An iron bed covered in a pale blue-and-white quilt dominated the room, and an antique dresser held perfume bottles and candles by the bathroom door. He went inside, instincts alert, but saw nothing amiss. A quick check in the closet told him this was Rose’s room. Feminine dresses, blouses and shoes filled the closet.
Exhaling slowly, he turned and crossed to the room on the opposite side of the hall. This must be a guest room. The bedding was simple, with a white coverlet on a four-poster Shaker-style bed, and there was a Shaker-style dresser by the wall. The closet held a few containers stacked with extra clothing and items.
But the rooms were clear.
Relieved, he headed back down the stairs. Rose was pacing by the fireplace, her hands worrying the belt of her robe, her face pale.
“No one is upstairs.”
“Let me put some clothes on,” she said as if she suddenly realized how naked she was.
He nodded. He needed her clothed so he could forget about how she’d felt in his arms and focus on the reason someone had tried to kill her.
* * *
ROSE THREW ON a pair of jeans and a T-shirt, fighting a sob. Thad had not only made a fool out of her but he also wanted her dead.
Why?
She glanced in the mirror, shocked at the woman she saw looking back. Her eyes were puffy and red with dark circles beneath them, her face bruised, her hair stringy and tangled. She didn’t even look like herself.
Forcing herself to take a deep breath, she dragged a brush through the tangles, then slowly descended the steps, relieved that the sheriff had made it to her house so quickly. She didn’t know Maddox McCullen very well, but everyone in town said he was decent and hardworking—a family man.
A man to trust.
God knows she’d trusted the wrong man so far.
“I’ll make coffee,” she said, desperate for something to do with her hands as she met him at the foot of the staircase.
He gave a grim nod and followed her to the kitchen. An awkwardness, thick and unsettling, cloaked the room as she measured the grounds and filled the coffeepot with water, and they waited on it to brew.
She removed two mugs from the cabinet. “Sugar or cream?”
“Black,” he said.
Just as she’d expect from a man like him. Everything about Maddox screamed alpha male. Strong, take-charge...masculine.
When it was ready, she filled his mug. He blew on his coffee for a moment, and she gestured toward the pine table and sank into a straight chair. He joined her, still silent, as if he knew she needed time to pull herself together.
Finally she shoved her hair from her eyes, took a deep breath and began. “Thad suggested we elope yesterday,” Rose said. “Since neither of us have family that we’re close to, I agreed.”
“You were anxious to get married?”
She nodded, although heat flooded her cheeks. Why did men make it sound as if women were desperate to get married? “I thought he loved me, that we were going to build a life together.”

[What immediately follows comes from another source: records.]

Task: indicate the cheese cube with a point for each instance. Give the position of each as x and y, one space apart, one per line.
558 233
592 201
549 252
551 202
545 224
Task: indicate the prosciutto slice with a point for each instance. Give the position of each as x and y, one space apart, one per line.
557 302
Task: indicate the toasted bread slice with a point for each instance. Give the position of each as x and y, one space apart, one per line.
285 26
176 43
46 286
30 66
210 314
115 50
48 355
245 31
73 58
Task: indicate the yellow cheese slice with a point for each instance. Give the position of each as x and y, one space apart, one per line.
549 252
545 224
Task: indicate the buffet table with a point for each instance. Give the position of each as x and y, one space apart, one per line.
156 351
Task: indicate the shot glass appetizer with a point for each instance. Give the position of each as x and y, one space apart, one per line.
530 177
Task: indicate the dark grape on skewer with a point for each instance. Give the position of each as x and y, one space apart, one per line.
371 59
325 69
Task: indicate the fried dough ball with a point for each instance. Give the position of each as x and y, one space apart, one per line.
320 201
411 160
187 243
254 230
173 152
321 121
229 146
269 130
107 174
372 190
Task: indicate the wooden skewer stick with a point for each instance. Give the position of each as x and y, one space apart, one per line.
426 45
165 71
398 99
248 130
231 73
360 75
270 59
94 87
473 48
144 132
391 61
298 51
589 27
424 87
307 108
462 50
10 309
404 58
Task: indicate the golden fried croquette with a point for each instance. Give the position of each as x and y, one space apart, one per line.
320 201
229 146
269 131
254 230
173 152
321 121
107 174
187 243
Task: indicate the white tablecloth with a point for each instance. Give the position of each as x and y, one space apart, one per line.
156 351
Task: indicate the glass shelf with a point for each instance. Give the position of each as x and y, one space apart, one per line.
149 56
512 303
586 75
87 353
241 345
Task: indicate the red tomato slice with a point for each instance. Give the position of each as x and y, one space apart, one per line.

His jaw tightened. “Go on.”
“We decided to go to Cheyenne for the ceremony, but on the way Thad said he knew this private little place off the path, that we could spend the night and have a romantic evening before the wedding.”
“So you went to this cabin?”
“Yes.” Rose sipped her coffee, tidbits of the last twenty-four hours taunting her. Little things that at the time had seemed insignificant, or even thoughtful, now took on a sinister meaning.